18.11.07

Le décès de grand-maman


Un jour, j’ai lu dans un livre que le sentiment de culpabilité était un terrible fléau au cœur de la majorité des êtres humains.


Invitée par mon employeur en Ontario en 1999, Patricia, à une fête organisée à l’occasion de l’anniversaire de sa belle-mère, j’ai accepté avec enthousiasme. Les membres de la famille de son mari sont tous d’origine yougoslave et possèdent donc un fort joli accent. Je ne connais personne à cette fête et tous ceux qui sont présents sont de plusieurs années mes aînés. Mais, malgré cela et malgré ma timidité, on me parle, on me questionne, on porte attention à moi et j’admire leur sympathie.


Une vieille femme m’apostrophe. En usant de tact, je lui demande de me livrer ses sentiments face à son immigration au Canada, à la guerre qui sévit présentement dans son pays au grand dam des Européens. Peut-être encouragée par ma propre solitude, je m’interroge sur son hypothétique tristesse lorsque des souvenirs de sa terre natale la rattrapent: les paysages, sa langue maternelle, sa famille demeurée au pays. Elle a le visage aimable et doux tel celui de ma défunte grand-mère. Ses mains sont frêles et les pupilles de ses yeux éveillées. Je ressens un élan de compassion et d’amitié pour cette vieille dame qui projète sur moi l’image de ma grand-mère décédée.

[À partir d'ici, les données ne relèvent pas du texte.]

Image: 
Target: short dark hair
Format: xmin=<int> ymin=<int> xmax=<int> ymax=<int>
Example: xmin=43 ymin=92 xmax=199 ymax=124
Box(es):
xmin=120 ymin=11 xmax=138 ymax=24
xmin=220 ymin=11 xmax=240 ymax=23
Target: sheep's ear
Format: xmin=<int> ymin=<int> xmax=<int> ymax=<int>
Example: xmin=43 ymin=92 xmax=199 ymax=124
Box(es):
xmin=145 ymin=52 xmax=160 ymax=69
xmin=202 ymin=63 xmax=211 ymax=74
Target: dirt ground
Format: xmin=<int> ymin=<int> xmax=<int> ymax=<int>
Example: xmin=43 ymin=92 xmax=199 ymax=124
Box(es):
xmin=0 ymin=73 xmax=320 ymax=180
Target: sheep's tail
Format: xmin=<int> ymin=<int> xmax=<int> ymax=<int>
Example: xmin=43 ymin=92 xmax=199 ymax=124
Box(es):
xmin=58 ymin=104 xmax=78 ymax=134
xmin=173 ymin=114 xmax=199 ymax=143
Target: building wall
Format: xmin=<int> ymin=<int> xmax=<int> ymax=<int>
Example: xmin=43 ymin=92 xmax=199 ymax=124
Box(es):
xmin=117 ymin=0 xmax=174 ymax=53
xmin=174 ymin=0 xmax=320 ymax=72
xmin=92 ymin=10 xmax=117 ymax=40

Aujourd’hui, Patricia m’a annoncé candidement que cette femme est morte. Elle s’est éteinte la nuit passée. Je suis blessée: triste que la mort l’ai emportée, mais davantage par l’ulcère de culpabilité qui me ronge à nouveau. Il y a de cela quatre ans, ma grand-mère Jeanne mourait d’un cancer du pancréas et du foie au Centre Michel-Sarrazin. La mort n’enlève jamais un être cher à un moment opportun. Pourtant, un an avant sa mort, j’avais commencé à lui rendre visite que très rarement en comparaison aux années précédentes qui ne comptent plus les fins de semaine passées à la campagne, alors routinières. De plus, elle est disparue au pire moment de mon adolescence irresponsable, désintéressée et délocalisée.


Ma grand-mère, elle portait une confiance infinie en mes capacités de réussite. En plus de m’encourager constamment, elle me soignait et me berçait jusqu’à très tardivement. Elle est disparue tellement vite, sans me donner la chance de réagir comme je l’aurais souhaité. Peut-être parce que je lui répétais sans cesse naïvement qu’elle vivrait plus que centenaire.


Une fois, je lui ai rendu visite peu avant qu’elle quitte définitivement sa maison pour rejoindre le Centre. Elle était allongée dans son lit, moitié assise, un oreiller supportant son dos. Elle avait les joues creuses et les bras osseux. Et voilà qu’elle m’avait appelé, mais j'avais fui! Quelle honte! Dans la chambre de couture où je m’étais réfugiée, mon parrain René me prenait dans ses bras et je pleurais sur son épaule. Il a tenté de me consoler, mais ses yeux se sont également emplis de larmes. La mort nous surpassait; nous étions impuissants.


Derrière René, une fenêtre par laquelle j’avais mille fois observé mon passé. La fenêtre donne sur la cour et au loin il y a le jardin et le grand garage. Le vert domine ce coin de campagne. L’herbe est humide, l’air frais et le soleil plombe sur mes cheveux foncés. J’ai chaud et je plisse les yeux. Plus loin encore, j’aperçois l’immense ferme de mon oncle à la toiture bleue. Les vaches laitières mangent, marchent et dorment dans le champ voisin à ma grand-mère. Le garage est immense - il y a deux étages - et fait de pierres de Saint-Épiphane, tel la maison. Au fond du grenier, il était commun que ma cousine et moi construisions des maisons et des châteaux, inventions des histoires de princesse et de Cendrillon, créions musées et laboratoires scientifiques. Derrière le garage, se trouve le gigantesque jardin. Je me perds presque entre les plants de maïs; je cueille carottes, pois mange-tout, fèves vertes et jaunes, fraises comme framboises et groseilles. Une haute haie limite les pourtours du vaste terrain.


Le jour de sa mort au Centre Michel-Sarrazin, j’étais absente.